5 thoughts on “Bristol City Development – Where did all the Green go?”

  1. Could you please use a drone to photograph what the site looks like now and put the before and after aerial photos next to each other to add to the impact of your article.

  2. This is an impressive letter from Professor Tarlton. It exposes the shameful duplicity behind Bristol City Council’s planning decisions, which have been perceived to be shamelessly anti-democratic in their ignoring of the wishes of electors and their elected councillors. We have seen how decisions, too often made behind closed doors to exclude both press and councillors, contravene BCC’s own publicly vaunted policies, including its public statements on their environmental concerns.
    From cases like BCC’s refusal to protect those five inner city mature maple trees, it’s blindingly clear where BCC’s priorities really lie. The so-called ‘ecological’ emergency’ is a specious, manipulative con, intended to distract us from the way trees, and the environment in general, are simply fair game and totally unprotected in this Mayor’s development-mad Bristol.
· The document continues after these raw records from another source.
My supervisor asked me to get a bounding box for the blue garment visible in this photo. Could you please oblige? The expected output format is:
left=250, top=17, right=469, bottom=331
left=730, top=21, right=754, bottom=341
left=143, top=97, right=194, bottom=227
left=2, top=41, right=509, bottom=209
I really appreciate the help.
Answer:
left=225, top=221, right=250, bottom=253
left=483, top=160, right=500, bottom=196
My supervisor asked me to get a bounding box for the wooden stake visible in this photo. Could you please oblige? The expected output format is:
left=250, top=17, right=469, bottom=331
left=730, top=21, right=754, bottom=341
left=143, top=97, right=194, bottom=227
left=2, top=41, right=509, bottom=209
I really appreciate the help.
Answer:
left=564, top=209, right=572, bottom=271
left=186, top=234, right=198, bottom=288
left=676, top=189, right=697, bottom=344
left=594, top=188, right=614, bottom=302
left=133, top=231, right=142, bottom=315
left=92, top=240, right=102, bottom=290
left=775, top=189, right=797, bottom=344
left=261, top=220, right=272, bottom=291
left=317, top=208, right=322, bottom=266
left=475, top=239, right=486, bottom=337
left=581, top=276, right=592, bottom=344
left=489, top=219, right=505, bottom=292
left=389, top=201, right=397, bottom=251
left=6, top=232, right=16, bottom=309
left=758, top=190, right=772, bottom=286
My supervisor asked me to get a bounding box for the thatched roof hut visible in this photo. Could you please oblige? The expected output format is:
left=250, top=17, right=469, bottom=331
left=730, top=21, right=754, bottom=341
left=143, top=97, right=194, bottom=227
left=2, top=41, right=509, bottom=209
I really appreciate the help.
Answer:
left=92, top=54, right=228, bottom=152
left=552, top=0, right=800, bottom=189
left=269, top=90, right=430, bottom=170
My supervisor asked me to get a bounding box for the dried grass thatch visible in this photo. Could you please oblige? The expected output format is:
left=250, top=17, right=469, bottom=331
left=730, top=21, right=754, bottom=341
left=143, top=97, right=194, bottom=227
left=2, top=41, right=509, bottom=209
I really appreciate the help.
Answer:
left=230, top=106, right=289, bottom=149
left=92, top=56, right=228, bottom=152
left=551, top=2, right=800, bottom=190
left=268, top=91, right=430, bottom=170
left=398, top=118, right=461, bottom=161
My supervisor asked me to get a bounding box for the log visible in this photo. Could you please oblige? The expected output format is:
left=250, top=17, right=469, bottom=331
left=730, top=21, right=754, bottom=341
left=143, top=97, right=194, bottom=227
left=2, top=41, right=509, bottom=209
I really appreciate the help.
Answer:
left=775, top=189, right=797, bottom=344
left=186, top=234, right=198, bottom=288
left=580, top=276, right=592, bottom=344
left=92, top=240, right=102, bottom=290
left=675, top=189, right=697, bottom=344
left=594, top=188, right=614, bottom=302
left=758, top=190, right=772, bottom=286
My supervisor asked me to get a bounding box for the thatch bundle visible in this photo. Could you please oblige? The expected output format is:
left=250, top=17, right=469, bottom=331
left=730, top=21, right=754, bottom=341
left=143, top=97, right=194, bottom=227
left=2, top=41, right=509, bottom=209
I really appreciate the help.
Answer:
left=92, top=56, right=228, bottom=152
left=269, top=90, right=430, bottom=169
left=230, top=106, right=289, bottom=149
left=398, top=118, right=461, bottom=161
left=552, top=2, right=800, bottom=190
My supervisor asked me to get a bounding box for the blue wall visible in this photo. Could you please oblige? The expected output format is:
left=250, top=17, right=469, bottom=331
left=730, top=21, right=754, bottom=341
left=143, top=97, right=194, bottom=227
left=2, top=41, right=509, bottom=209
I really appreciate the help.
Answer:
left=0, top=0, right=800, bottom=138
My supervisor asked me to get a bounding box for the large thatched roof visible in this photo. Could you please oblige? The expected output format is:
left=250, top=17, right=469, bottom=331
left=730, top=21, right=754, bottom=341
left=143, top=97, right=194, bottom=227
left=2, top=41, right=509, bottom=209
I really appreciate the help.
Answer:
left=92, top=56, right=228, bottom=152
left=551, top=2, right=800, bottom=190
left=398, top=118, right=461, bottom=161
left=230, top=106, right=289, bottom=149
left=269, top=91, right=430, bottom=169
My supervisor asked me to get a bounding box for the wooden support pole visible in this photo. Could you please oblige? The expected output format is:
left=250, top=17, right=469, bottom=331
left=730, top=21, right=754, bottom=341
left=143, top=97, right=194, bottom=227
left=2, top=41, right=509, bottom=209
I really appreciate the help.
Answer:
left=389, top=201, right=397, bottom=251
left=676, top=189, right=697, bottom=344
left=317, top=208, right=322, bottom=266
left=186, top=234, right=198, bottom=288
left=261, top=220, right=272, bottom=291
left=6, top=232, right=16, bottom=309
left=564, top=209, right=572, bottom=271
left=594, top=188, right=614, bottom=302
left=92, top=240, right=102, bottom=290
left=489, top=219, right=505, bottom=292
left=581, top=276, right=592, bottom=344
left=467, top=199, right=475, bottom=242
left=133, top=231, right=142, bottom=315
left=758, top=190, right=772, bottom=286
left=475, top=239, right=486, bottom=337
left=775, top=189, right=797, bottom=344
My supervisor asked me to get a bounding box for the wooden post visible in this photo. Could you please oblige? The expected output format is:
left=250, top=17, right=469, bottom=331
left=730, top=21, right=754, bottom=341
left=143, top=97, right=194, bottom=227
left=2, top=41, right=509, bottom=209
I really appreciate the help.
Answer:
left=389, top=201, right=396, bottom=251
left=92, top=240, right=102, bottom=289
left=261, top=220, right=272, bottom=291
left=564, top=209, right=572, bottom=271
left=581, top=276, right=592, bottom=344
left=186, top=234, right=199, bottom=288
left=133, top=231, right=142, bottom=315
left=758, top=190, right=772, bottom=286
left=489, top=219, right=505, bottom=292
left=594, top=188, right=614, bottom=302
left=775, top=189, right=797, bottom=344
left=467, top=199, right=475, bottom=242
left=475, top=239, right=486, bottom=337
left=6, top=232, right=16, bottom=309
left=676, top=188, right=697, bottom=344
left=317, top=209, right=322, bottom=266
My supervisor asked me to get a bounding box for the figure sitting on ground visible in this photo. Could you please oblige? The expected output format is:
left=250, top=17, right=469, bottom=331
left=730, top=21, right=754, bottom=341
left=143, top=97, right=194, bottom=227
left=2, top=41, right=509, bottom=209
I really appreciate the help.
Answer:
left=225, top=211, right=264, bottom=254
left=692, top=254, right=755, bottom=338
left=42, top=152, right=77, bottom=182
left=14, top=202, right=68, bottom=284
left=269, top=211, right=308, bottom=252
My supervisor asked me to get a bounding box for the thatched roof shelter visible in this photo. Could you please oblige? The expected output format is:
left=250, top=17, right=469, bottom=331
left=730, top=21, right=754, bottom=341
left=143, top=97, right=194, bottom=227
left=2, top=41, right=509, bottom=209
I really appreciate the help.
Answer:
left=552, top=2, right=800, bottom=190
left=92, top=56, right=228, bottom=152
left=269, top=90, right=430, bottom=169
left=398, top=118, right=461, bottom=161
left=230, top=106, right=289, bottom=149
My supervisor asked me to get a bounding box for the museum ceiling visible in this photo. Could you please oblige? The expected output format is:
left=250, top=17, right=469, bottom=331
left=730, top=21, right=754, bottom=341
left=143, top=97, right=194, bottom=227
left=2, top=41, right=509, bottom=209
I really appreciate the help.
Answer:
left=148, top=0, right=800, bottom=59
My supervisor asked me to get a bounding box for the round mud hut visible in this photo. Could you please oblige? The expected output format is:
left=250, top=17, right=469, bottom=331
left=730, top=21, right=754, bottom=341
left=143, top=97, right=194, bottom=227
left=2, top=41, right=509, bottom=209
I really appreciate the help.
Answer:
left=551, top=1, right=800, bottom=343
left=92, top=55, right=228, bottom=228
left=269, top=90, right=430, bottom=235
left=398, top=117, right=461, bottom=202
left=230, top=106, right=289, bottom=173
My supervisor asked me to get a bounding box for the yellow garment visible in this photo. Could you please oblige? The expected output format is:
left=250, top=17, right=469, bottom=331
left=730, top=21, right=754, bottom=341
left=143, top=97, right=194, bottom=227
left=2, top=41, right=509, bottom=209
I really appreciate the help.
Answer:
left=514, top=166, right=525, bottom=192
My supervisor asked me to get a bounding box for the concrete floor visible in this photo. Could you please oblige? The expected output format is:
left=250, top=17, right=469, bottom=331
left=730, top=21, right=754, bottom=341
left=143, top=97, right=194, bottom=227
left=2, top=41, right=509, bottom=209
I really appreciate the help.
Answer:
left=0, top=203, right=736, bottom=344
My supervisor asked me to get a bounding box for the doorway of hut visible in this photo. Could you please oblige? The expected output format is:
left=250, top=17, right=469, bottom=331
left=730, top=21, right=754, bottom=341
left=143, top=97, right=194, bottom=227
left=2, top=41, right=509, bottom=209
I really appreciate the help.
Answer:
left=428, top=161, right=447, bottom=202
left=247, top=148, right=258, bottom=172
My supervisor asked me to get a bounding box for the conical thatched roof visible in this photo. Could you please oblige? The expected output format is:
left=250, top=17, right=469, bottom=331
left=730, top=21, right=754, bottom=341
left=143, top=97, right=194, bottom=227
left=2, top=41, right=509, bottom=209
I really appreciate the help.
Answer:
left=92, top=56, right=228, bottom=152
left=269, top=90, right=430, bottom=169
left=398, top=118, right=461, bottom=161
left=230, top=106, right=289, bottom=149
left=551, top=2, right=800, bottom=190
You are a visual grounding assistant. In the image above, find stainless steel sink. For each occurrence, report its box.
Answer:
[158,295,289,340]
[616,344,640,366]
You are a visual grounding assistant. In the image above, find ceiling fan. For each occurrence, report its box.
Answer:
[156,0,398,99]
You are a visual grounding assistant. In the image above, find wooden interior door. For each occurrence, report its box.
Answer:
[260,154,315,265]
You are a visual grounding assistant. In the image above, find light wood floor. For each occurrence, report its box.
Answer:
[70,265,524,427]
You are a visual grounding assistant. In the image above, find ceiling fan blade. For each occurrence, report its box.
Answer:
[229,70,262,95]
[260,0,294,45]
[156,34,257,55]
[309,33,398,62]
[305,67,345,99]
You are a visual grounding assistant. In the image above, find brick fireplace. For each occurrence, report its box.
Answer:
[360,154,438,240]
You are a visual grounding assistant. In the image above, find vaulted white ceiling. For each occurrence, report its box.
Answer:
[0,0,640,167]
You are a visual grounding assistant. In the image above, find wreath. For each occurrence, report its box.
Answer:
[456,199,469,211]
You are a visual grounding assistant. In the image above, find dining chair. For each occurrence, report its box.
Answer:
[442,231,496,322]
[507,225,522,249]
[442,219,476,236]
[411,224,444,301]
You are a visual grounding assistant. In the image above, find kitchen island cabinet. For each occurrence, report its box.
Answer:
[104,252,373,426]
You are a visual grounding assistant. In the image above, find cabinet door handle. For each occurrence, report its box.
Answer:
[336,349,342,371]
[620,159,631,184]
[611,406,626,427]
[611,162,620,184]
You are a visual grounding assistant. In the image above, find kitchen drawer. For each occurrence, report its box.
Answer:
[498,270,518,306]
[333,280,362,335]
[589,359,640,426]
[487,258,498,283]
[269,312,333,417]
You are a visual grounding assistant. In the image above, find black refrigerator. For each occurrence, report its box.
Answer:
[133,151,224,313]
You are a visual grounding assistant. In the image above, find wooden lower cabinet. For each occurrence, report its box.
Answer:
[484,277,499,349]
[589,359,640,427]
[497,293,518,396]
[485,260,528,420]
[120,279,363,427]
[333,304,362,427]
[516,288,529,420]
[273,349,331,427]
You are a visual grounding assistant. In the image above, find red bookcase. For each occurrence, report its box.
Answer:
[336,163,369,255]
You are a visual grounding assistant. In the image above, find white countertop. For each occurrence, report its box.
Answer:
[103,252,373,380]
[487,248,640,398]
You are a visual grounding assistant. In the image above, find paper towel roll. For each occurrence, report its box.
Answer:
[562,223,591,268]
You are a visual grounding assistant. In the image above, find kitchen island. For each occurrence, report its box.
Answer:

    Professor Tarlton offers two alternative explanations for what is going on:

    1) Development Control are acting against the aspirations of the Mayor and other BCC politicians;

    2) ‘Senior Council politicians who have made much political capital from the highly praised environmental declarations, have at the same time permitted, or perhaps even encouraged, Council Officers to disregard existing planning policies that would otherwise enable implementation of these declarations.’

    In the battle to save the trees at Stoke Lodge, hard earned responses to campaigners’ relentless FOI requests firmly support the second possibility, i.e. the senior politicians are driving this themselves, and going against their own publicly declared policies. There is damning evidence, in emails given in these responses, of collusion and deliberate disregard of existing planning policy.
    As Professor Tarlton says, this is a recipe for slum development. It clearly discredits all BCC’s pious self-congratulation, and underlines the irony of its boasting of being the first authority to declare its very own (self-perpetuating) ‘ecological emergency’.